Interestingly, bile acids themselves can modulate pain perception and sensory transduction. Patients with cholestatic liver disease exhibited severe pruritus and analgesia, which were probably mediated by TGR5 activation on sensory nerves, resulting in the release of neuropeptides, including opioids and histamine, in the spinal cord that transmit itch and analgesia. In this study, intrathecal and intraplantar bile acids and selective TGR5 agonists induced hypersensitivity of DRG neurons and scratching behaviors, while these symptoms were absent from Tgr5-KO mice (Dawson and Karpen, 2014). Admittedly, bile acids are crucial chemical molecules involved in the pain process. Visceral hypersensitivity in IBS has also been reported to be associated with colonic bile acid aggregation, which involves the FXR-nerve growth factor–transient receptor potential vanilloid 1 axis (Li et al., 2019).

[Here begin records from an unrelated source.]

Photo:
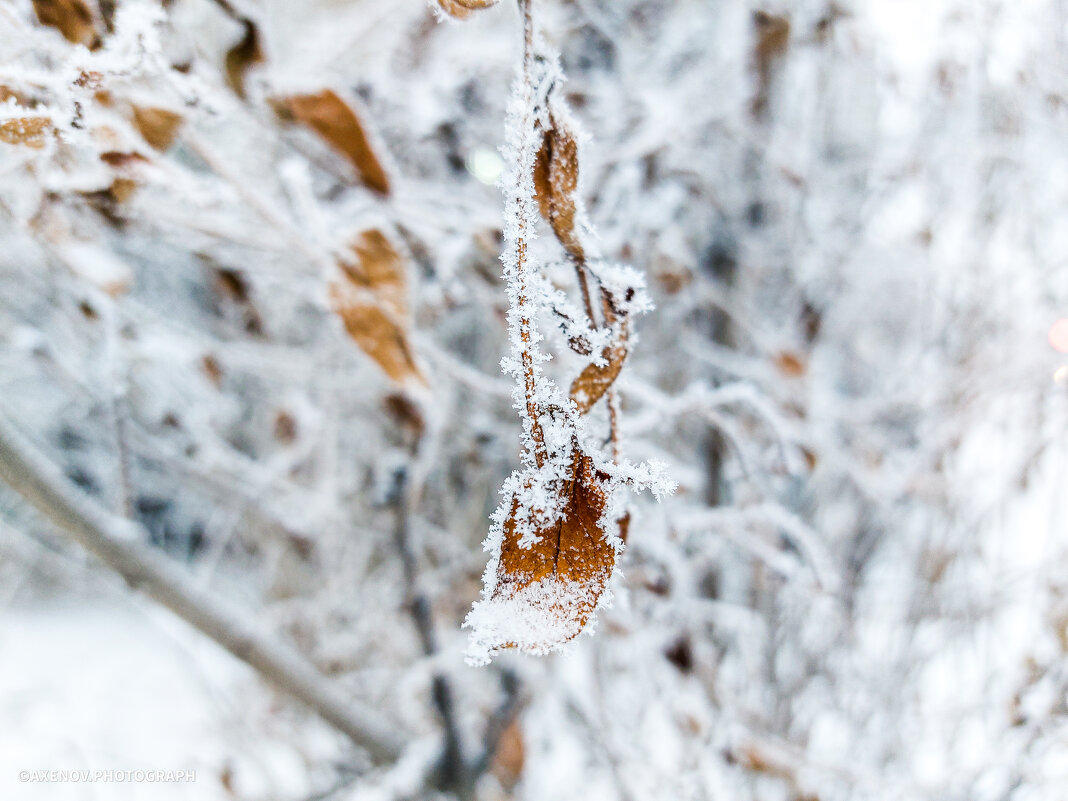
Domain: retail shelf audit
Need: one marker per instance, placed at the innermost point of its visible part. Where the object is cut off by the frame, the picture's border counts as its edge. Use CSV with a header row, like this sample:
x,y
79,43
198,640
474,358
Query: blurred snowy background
x,y
851,217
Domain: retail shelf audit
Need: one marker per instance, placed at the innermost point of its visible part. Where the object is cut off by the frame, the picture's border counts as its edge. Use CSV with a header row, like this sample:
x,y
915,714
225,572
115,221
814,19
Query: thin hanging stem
x,y
522,229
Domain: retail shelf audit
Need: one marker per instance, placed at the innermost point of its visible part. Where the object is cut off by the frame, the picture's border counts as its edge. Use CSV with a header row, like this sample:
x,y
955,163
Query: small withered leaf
x,y
242,56
461,9
73,18
371,301
507,765
158,126
772,40
31,131
561,576
595,380
213,370
338,124
555,181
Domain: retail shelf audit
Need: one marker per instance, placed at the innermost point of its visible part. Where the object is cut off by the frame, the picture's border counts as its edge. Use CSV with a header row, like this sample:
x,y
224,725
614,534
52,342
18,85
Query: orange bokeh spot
x,y
1058,335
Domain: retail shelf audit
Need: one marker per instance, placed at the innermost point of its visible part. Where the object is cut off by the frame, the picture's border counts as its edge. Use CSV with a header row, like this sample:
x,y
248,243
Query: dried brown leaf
x,y
790,364
555,181
595,380
242,57
338,124
31,131
462,9
371,301
511,756
158,126
569,565
73,18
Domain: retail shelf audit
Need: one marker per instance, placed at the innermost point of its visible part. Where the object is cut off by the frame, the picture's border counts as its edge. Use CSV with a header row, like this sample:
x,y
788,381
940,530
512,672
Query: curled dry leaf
x,y
461,9
545,592
555,181
595,380
511,756
336,123
158,126
371,302
31,131
790,364
73,18
244,56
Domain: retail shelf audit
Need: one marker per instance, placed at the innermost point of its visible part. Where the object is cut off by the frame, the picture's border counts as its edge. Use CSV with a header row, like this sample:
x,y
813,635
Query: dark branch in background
x,y
500,721
452,772
118,543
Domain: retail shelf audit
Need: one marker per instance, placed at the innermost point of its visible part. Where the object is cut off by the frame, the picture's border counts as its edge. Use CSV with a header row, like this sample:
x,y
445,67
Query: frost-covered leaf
x,y
31,130
551,567
157,125
461,9
555,182
242,57
336,123
595,379
371,300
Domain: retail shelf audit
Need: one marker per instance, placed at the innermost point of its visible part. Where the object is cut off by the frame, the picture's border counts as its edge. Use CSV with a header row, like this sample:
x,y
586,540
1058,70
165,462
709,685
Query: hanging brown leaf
x,y
555,181
551,587
790,364
31,131
242,57
336,123
73,18
461,9
507,765
371,301
595,380
158,126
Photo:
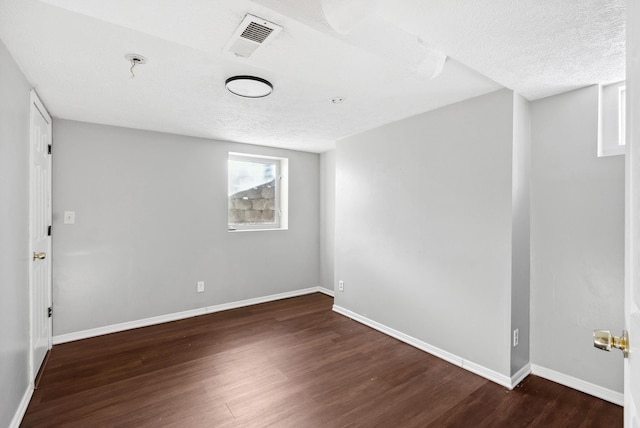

In summary, bile acids are key signaling molecules involved in the pathogenesis of pain and depression. Although the mechanisms through which bile acids affect comorbidity of pain and depression remain unclear, further studies on the role of bile acids in the pathogenesis and treatment mechanisms of pain and depression are greatly needed.

Conclusions

Both animal and human studies have revealed that alterations in gut microbiota and their metabolites can directly and indirectly affect neuroinflammation and neuro-immunity in the onset and transduction of pain and depression (the overview of gut microbiota and its metabolites in chronic pain and depression is shown in Figure 4). This review has focused on 3 classes of metabolites, namely SCFAs, amino acid-derived metabolites, and bile acids, which can act on epithelial and immune cells to modulate gut barrier permeability and inflammation, thereby indirectly affecting the progression of pain and depression. In addition, these substances are capable of crossing the epithelial barrier into the circulation, thus modulating distant organs, such as the brain and spinal cord, by activating or inhibiting specific receptors therein. In view of this, we are certain that more complete knowledge on the relationship between the microbiota and its metabolites will be crucial for the development of new treatment modalities for relevant diseases. Consequently, modulating dietary structures or supplementation of specific bacteria may be a new strategy to address chronic pain and depression. In addition, probiotics have been reported to alleviate stress and its related disorders such as anxiety and depression (Bercik et al., 2010; Slyepchenko et al., 2014; Wan and Jena, 2019). Future studies are required to investigate whether supplementation of specific deficient bacteria and its derived metabolites could provide a new therapeutic strategy to prevent and treat chronic pain and depression.

Figure 4.

Overview of “microbiota-gut-brain” axis in chronic pain and depression. AhR, aryl hydrocarbon receptor; CA, cholic acid; CDCA, chenodeoxycholic acid; DCA, deoxycholic acid; EC, enterochromaffin cell; FFAR 2/3, free fatty acid receptor 2 or 3; FXR, farnesoid X receptor; HDAC, histone deacetylase; 5-HT, 5-hydroxytryptamine; LCA, lithocholic acid; NMDAR, N-Methyl-D-aspartate receptor; SCFA, short-chain fatty acids; TGR 5, Takeda G-protein-coupled receptor 5.